There's something quietly radical about paying attention to things most people walk past without a second glance. A torn wrapper. A worn patch of grass. Something half-buried near a tree line. These are the kinds of objects that make up Cruising Archaeology II: Eurotrash, a new publication from Smut Press that treats the physical remnants of cruising grounds across Europe as worthy of serious archival attention.
And honestly? It's a fascinating idea.
Why cruising leaves so little behind
Cruising - the practice of seeking out casual sexual encounters in public or semi-public spaces - is by its very nature fleeting. It's designed to be discreet, transient, and largely invisible to those not participating. That ephemerality is kind of the point. Which is exactly what makes any surviving physical evidence so interesting to think about.
The objects that do remain are easy to overlook, minimal by default. But gathered together and framed as archaeology, as Smut Press does here, they start to tell a different kind of story - one about queer history, about desire, about the way communities create and inhabit space outside of official visibility.

Archaeology as a lens for queer history
The word "archaeology" in the title isn't just a stylistic choice. It does real work. Traditional archaeology assigns meaning and cultural weight to everyday objects left behind by past civilisations.

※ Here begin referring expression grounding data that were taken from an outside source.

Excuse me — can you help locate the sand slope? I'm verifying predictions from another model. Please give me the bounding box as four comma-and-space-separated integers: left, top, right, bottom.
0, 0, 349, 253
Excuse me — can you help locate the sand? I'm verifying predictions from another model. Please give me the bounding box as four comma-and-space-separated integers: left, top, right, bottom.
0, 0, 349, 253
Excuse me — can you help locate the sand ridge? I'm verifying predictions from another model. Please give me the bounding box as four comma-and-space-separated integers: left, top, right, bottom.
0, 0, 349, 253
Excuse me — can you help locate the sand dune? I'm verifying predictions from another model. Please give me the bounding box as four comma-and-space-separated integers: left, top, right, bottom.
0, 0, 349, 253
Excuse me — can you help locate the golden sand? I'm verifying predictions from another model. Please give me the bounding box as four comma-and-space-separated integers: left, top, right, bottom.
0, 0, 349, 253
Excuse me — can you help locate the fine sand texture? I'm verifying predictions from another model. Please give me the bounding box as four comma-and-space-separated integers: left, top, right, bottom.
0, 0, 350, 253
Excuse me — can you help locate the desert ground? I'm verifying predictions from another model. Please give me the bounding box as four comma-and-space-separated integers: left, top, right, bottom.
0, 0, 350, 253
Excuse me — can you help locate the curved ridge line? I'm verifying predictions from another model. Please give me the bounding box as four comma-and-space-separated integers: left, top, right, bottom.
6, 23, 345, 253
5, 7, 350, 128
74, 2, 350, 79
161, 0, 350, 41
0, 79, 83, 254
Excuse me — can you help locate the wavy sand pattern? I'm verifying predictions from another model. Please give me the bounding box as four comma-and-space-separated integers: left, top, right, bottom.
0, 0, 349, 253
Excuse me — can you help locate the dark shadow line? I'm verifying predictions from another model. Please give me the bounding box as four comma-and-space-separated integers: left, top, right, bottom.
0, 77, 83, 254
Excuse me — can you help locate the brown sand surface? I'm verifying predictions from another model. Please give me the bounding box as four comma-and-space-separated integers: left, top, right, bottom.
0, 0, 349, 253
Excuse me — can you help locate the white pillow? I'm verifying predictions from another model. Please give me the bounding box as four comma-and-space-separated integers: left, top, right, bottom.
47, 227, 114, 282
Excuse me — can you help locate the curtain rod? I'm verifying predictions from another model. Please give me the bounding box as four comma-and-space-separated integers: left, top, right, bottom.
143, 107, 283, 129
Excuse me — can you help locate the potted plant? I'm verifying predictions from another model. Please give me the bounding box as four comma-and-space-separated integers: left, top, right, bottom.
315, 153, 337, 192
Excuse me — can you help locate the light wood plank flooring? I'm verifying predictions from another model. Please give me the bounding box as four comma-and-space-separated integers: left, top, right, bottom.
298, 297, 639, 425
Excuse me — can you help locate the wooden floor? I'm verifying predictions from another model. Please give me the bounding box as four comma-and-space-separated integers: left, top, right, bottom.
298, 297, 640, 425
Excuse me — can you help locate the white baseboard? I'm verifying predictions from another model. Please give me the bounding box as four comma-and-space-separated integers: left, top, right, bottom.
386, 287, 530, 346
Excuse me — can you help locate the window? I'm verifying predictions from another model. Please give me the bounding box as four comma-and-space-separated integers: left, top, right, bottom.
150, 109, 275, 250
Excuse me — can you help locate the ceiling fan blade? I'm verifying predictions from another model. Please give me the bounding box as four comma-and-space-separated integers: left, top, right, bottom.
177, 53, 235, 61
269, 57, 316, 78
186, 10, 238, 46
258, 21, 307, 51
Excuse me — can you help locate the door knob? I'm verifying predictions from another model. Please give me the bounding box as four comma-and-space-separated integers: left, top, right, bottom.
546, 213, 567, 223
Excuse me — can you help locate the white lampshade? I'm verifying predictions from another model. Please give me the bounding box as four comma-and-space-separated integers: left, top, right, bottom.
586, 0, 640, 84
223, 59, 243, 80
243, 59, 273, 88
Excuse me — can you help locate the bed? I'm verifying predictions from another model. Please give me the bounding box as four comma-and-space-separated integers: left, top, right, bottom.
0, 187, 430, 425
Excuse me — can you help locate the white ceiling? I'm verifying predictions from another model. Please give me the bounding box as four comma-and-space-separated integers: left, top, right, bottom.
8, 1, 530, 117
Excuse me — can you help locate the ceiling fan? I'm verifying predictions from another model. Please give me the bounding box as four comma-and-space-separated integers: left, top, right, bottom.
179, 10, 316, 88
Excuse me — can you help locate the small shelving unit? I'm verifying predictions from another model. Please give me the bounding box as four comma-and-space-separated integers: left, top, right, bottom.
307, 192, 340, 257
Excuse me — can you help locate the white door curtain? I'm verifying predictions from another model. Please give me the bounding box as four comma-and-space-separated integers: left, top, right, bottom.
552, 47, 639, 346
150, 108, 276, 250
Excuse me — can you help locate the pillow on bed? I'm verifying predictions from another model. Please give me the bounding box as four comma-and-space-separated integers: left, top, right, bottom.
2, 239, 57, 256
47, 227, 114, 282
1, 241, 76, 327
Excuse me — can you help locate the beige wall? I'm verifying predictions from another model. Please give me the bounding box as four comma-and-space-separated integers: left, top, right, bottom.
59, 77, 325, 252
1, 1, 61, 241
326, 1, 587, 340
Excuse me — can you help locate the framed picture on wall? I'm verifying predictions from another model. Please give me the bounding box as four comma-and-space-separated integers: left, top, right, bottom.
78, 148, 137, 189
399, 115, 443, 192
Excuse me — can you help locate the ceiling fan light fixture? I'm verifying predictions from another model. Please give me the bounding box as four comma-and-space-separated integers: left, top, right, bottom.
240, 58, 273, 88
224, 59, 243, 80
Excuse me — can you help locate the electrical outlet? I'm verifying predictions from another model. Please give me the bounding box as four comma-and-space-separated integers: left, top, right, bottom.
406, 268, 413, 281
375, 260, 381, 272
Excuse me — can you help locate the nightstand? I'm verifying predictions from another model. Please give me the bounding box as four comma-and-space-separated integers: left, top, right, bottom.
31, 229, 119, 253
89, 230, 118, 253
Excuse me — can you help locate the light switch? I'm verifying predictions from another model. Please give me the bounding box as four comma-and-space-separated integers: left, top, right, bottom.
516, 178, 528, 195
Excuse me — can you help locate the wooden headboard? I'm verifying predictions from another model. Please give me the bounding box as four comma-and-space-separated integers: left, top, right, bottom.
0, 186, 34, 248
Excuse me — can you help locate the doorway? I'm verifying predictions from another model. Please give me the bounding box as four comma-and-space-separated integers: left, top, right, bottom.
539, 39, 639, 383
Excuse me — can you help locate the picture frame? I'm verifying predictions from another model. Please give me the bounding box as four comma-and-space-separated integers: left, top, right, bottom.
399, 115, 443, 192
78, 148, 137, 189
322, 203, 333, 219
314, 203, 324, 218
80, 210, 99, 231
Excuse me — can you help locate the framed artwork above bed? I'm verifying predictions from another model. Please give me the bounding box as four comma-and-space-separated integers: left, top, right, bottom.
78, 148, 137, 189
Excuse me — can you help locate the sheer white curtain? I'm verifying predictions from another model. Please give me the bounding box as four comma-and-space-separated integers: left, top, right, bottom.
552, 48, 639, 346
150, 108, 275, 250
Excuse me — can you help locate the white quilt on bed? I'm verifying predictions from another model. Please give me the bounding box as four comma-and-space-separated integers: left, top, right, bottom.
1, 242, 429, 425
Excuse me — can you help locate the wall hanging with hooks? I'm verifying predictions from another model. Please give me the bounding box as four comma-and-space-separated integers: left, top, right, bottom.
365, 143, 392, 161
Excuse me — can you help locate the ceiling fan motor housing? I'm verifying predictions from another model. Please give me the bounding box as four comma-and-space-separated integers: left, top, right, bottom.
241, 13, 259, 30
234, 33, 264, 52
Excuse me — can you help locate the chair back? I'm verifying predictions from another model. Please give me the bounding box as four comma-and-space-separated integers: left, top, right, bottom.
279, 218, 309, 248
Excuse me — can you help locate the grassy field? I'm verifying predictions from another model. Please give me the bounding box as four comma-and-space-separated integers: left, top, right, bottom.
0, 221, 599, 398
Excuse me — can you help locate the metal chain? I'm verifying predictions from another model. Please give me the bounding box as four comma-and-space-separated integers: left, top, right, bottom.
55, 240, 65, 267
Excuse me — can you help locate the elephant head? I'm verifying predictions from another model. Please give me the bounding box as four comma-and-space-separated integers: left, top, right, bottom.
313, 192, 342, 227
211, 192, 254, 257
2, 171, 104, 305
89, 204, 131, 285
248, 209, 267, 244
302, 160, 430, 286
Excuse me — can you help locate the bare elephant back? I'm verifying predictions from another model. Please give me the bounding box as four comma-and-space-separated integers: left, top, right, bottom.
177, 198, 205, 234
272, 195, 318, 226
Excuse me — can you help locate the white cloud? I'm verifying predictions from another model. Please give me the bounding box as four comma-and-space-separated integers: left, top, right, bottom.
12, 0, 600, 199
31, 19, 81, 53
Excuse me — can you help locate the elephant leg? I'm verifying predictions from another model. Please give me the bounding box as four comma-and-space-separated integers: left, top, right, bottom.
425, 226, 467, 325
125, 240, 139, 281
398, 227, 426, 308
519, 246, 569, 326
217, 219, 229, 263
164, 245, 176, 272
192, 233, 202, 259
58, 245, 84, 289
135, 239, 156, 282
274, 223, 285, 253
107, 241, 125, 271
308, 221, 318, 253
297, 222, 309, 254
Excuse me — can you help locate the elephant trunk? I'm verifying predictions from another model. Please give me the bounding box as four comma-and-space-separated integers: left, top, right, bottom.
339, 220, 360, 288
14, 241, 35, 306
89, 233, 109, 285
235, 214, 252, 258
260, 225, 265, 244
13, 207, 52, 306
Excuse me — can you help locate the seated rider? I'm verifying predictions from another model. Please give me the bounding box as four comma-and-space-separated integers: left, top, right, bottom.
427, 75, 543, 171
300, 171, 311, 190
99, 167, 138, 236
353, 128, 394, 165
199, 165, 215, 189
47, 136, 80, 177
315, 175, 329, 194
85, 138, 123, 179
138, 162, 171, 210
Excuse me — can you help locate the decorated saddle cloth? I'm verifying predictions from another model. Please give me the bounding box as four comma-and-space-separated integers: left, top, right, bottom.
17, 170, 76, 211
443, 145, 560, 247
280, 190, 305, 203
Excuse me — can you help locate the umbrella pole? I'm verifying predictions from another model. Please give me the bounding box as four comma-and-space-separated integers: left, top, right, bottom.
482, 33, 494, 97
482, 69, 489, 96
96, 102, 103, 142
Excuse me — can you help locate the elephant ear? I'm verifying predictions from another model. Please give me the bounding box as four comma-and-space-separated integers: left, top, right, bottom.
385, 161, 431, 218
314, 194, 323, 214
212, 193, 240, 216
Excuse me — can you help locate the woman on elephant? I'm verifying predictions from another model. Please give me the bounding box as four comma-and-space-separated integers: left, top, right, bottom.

Applying that same framework to cruising grounds is a pointed move - one that insists these spaces and the people who used them deserve the same kind of thoughtful, serious documentation.
It's also a reminder that so much of queer history exists outside formal records. No plaques, no museum collections, no official acknowledgment. The archive, such as it is, lives in the landscape itself - and in projects like this one, which do the work of looking closely before those traces disappear entirely.
According to Dazed Digital, the book is connected to an exhibition at Studio Voltaire in London, giving the project a physical home to match its subject matter.
Why this matters now
At a moment when queer spaces - bars, clubs, community centres - continue to close at an alarming rate, there's something particularly resonant about a project that centres the kind of space that has always existed outside official infrastructure. Cruising grounds weren't built for queer people. They were claimed by them. That's a distinction worth sitting with.
Cruising Archaeology II: Eurotrash is the kind of project that rewards curiosity. It asks you to look at something overlooked and ask what it might mean - which, when you think about it, is what the best art always does.